Maybe my poor performance was due to using text boxes in my Phonegap export, when I understand that's a big no no for performance... though, it didn't affect my CocoonJS performance. Spritefont plugin doesn't work for Cocoon currently, but maybe it would for Phonegap? I'll have to experiment with it more later I guess.
Phonegap has very poor performance. It becomes just a little better using the manual method and some tweaks like disabling some unused features, setting renderpriority to high and using an external audio player instead the C2 audio object.
I still use it simply (for testing purposes and waiting for something better) because it's the only wrapper that really works with 100% compatibility. No matter if you are using custom objects or behaviors, with phonegap what you see on desktop chrome is what you get also on android but with a barely acceptable framerate.

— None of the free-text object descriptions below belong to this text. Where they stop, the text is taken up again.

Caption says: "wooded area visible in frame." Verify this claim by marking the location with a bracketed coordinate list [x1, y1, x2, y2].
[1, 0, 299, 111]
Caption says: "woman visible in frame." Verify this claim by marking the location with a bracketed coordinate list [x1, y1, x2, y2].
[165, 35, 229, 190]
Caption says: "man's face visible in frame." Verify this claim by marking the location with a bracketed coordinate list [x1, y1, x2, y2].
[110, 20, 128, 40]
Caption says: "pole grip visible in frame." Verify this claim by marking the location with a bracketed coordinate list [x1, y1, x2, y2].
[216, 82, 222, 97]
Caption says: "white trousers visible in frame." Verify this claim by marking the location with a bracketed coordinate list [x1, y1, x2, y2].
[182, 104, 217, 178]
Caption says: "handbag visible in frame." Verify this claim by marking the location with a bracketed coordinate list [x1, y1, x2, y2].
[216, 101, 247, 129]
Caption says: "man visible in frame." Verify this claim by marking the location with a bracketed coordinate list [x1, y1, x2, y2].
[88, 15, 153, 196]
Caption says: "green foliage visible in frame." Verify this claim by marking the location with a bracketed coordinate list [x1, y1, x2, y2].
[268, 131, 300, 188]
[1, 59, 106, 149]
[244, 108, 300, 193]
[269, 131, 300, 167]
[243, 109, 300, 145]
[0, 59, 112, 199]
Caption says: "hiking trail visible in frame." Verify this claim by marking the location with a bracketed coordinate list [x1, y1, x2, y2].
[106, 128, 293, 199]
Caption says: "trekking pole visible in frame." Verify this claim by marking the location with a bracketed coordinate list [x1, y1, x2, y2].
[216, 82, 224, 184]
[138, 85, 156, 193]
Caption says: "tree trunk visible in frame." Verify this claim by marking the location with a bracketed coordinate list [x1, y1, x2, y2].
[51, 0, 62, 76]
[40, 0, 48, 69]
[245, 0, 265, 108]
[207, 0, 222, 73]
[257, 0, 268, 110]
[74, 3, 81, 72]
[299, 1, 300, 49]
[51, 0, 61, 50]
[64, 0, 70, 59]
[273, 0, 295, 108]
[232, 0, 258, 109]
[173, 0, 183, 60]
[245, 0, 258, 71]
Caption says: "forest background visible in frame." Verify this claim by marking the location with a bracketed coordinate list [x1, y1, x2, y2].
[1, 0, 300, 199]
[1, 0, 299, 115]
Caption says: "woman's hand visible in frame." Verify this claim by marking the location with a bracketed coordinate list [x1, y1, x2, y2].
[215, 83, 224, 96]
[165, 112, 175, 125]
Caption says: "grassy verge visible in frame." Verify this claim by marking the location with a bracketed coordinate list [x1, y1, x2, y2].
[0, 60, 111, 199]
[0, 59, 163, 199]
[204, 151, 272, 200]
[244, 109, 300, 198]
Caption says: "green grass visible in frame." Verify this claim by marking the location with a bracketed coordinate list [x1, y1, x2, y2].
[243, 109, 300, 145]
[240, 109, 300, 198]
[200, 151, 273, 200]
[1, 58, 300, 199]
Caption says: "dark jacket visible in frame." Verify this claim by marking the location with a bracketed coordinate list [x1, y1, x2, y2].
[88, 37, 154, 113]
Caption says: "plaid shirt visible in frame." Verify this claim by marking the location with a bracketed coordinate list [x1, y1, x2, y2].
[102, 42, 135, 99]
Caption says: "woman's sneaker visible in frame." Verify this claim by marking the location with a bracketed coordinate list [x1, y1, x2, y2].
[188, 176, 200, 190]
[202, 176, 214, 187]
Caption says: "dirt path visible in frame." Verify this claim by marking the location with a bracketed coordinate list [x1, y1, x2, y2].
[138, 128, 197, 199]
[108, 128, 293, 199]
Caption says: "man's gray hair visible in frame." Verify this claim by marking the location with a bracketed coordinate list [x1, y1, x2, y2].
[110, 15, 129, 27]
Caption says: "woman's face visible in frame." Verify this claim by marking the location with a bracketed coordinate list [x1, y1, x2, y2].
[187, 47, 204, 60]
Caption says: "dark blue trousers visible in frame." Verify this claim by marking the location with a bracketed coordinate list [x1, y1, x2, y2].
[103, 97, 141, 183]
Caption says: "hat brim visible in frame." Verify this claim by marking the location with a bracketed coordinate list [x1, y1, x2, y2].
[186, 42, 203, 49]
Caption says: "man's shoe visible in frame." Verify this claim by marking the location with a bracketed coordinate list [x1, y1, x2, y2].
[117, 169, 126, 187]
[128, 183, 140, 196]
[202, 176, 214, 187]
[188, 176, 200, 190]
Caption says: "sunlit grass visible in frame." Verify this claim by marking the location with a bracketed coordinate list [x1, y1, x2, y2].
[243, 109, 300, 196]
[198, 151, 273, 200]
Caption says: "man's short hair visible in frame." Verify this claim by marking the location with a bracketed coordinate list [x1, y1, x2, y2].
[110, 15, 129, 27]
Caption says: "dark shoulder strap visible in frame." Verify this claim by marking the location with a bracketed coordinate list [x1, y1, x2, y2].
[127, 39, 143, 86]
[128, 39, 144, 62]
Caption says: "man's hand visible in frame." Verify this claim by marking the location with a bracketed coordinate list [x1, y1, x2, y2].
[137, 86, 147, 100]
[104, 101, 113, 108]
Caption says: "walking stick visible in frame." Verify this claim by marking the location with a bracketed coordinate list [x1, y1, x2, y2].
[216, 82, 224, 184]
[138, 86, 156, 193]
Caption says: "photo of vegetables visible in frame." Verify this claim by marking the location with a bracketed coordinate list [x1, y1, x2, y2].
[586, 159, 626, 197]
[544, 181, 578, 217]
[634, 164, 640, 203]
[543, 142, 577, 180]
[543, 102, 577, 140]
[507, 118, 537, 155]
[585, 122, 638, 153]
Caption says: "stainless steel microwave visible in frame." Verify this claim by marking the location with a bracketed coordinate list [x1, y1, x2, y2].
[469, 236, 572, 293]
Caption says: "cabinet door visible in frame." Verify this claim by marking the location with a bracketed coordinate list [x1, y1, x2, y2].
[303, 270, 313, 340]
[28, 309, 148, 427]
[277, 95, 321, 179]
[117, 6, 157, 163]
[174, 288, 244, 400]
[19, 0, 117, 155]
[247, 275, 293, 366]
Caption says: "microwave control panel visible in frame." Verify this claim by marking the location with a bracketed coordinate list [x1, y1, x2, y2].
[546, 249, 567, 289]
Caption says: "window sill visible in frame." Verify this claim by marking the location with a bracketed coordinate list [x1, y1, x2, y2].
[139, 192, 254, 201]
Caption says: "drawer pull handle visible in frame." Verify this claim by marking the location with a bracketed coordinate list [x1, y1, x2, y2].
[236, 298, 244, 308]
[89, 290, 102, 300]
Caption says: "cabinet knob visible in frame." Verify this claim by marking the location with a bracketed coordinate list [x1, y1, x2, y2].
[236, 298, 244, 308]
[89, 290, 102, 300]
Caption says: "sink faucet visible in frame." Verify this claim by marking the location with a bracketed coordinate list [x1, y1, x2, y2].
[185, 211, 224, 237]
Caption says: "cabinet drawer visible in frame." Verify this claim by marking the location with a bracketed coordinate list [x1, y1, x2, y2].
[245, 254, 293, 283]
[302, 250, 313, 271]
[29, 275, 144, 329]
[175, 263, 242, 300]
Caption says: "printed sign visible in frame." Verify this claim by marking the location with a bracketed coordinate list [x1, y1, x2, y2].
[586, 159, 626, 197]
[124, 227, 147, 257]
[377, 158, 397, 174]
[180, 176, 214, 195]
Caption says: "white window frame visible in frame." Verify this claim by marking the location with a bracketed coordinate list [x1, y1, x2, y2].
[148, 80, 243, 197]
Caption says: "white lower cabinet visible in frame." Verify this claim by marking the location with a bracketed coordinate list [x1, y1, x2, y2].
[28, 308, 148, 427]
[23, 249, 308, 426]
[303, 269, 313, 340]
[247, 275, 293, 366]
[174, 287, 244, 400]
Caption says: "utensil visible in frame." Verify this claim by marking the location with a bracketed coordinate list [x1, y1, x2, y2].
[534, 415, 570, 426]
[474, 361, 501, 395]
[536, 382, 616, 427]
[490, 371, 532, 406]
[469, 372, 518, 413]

CocoonJS in its current status is unstable, eats a lot of RAM on the phone, lacks a lot of C2 advanced features and even some basic like accelerometer.
I know that Ludei is working hard on it but now it's not ready for production, hopefully it will be in the near future.
On the other side, I'll never release an app packed with Phonegap. Performance is ridicolous compared to native.
It may sound demotivating but my guess is that we'll never see complex HTML5 apps working at a decent speed on the current Android phone generation.